Attivismo civico & Terzo settore

Quella lotta alla disuguaglianza (di potere) che unisce Papa Francesco e Obama

di Diego Galli

Barack Obama accogliendo Papa Francesco alla Casa bianca ha usato queste parole:

“Dai tempi in cui lavoravo nei quartieri poveri di Chicago, fino ai miei viaggi da Presidente, ho visto con i miei occhi il modo in cui, ogni giorno, comunità, preti, suore, laici cattolici sfamano gli affamati, curano i malati, danno riparo ai senza tetto, educano i nostri bambini e fortificano la fede che sostiene così tante persone”.
Il riferimento di Obama al suo impegno nei quartieri poveri di Chicago è doppiamente significativo. Perché chiama in causa la lotta alla povertà e alla diseguaglianza economica che unisce il Presidente americano all’attuale Pontefice. E perché fa riferimento al periodo della sua vita in cui Obama si è dedicato al community organizing, una tradizione di impegno sociale la cui origine è strettamente legata all’evoluzione della Chiesa cattolica negli Stati Uniti.

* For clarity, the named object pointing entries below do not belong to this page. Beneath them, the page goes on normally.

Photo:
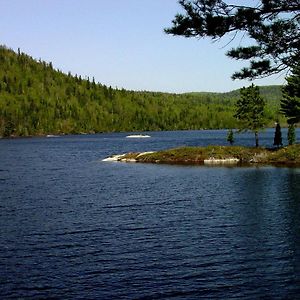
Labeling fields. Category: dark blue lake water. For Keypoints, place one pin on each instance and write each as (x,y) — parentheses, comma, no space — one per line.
(74,227)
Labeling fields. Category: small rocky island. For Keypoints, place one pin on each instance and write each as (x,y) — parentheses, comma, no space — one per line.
(233,155)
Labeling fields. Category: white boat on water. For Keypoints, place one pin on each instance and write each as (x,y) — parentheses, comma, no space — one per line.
(138,136)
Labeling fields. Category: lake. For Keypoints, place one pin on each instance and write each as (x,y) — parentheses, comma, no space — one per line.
(74,227)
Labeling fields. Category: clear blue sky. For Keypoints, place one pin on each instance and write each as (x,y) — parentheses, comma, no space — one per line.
(119,42)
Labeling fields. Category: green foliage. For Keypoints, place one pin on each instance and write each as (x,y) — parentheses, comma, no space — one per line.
(290,104)
(250,110)
(277,136)
(273,25)
(36,99)
(197,155)
(230,137)
(291,134)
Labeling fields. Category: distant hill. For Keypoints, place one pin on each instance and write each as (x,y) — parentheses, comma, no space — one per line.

Tra il 1985 e il 1988 Obama lavora come community organizer a Chicago, un’esperienza che ha influenzato profondamente la sua formazione umana e politica, come racconta nella sua biografia “I sogni di mio padre”.

A conclusione di quell’esperienza pubblica un saggio intitolato “Perché organizzare?”, nel quale racconta del suo lavoro con “madri in assistenza sociale, postini, autisti degli autobus e insegnanti, ognuno dei quali ha una visione e memorie di quello che le comunità possono essere”, per poi dare questa risposta all’interrogativo del titolo:

“La risposta alla domanda originale – perché organizzare? – risiede in queste persone. Nell’aiutare un gruppo di casalinghe a sedere al tavolo del negoziato con il sindaco della terza città più grande degli Stati Uniti. In cambio, il community organizing insegna come nient’altro la bellezza e la forza delle persone comuni. E’ attraverso le loro storie che gli organizer possono dar forma a un senso di comunità non solo per gli altri, ma anche per se stessi”.
Nell’epoca in cui Obama lavora a Chicago il communty organizing è fortemente sostenuto e finanziato in tutti gli Stati Uniti dalla Catholic Campaign for Human Development, il più ambizioso progetto di lotta alla povertà della Chiesa cattolica americana. Si tratta di un fondo fortemente voluto dalla Conferenza dei vescovi cattolici americani, che lo istituirono nel 1969 con l’obiettivo esplicito di “organizzare gruppi di poveri bianchi e di minoranze etniche per sviluppare potere politico ed economico nelle loro comunità”.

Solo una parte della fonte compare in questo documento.